The oxide that give `H_(2)O_(2)` on treatment with dilute `H_(2)SO_(4)` is

To determine which oxide produces hydrogen peroxide (H₂O₂) when treated with dilute sulfuric acid (H₂SO₄), we will analyze the options provided: 1. **Identify the options**: - A. PbO₂ (Lead(IV) oxide) - B. BaO₂ (Barium peroxide) - C. MnO₂ (Manganese(IV) oxide) - D. TiO₂ (Titanium dioxide) 2. **Understanding the reaction**: We need to find out which of these oxides reacts with dilute H₂SO₄ to yield H₂O₂. 3. **Analyzing each option**: - **PbO₂**: Lead(IV) oxide does not produce H₂O₂ when treated with dilute H₂SO₄. - **BaO₂**: Barium peroxide reacts with dilute H₂SO₄ to produce barium sulfate (BaSO₄), water (H₂O), and hydrogen peroxide (H₂O₂).
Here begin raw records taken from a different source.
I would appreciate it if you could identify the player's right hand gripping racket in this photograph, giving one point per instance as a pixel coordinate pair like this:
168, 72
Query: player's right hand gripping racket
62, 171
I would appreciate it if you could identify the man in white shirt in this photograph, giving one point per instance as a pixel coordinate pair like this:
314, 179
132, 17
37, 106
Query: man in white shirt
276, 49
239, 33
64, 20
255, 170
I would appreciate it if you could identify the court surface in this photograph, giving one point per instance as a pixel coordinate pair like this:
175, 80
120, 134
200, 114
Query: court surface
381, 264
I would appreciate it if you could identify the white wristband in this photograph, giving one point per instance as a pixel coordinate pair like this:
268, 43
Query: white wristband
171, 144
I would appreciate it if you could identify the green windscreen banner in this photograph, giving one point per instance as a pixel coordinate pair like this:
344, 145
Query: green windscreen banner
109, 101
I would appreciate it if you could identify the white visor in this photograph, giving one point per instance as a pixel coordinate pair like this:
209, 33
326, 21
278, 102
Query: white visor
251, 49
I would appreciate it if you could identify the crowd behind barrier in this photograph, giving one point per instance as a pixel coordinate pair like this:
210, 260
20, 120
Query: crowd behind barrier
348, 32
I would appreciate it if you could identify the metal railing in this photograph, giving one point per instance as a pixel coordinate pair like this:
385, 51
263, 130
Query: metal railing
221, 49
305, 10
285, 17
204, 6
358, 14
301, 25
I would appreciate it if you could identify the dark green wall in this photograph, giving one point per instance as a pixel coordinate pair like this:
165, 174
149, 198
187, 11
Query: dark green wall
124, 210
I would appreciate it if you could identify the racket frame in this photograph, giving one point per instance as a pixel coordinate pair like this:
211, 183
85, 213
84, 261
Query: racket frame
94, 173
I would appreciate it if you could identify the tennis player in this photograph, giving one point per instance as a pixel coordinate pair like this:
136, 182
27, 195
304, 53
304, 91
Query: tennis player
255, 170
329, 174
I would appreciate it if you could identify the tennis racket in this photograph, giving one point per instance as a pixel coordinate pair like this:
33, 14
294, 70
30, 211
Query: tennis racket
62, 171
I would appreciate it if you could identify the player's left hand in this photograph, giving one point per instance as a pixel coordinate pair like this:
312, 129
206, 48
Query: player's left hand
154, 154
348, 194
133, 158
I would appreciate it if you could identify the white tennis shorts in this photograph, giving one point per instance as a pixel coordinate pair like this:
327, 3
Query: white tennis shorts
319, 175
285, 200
The reaction can be represented as: \[ BaO_2 \cdot 8H_2O + H_2SO_4 \rightarrow BaSO_4 + H_2O_2 + 8H_2O \] - **MnO₂**: Manganese(IV) oxide does not yield H₂O₂ with dilute H₂SO₄. - **TiO₂**: Titanium dioxide does not produce H₂O₂ when treated with dilute H₂SO₄. 4. **Conclusion**: The only oxide that gives H₂O₂ upon treatment with dilute H₂SO₄ is **Barium peroxide (BaO₂)**. Thus, the answer is **B. BaO₂**.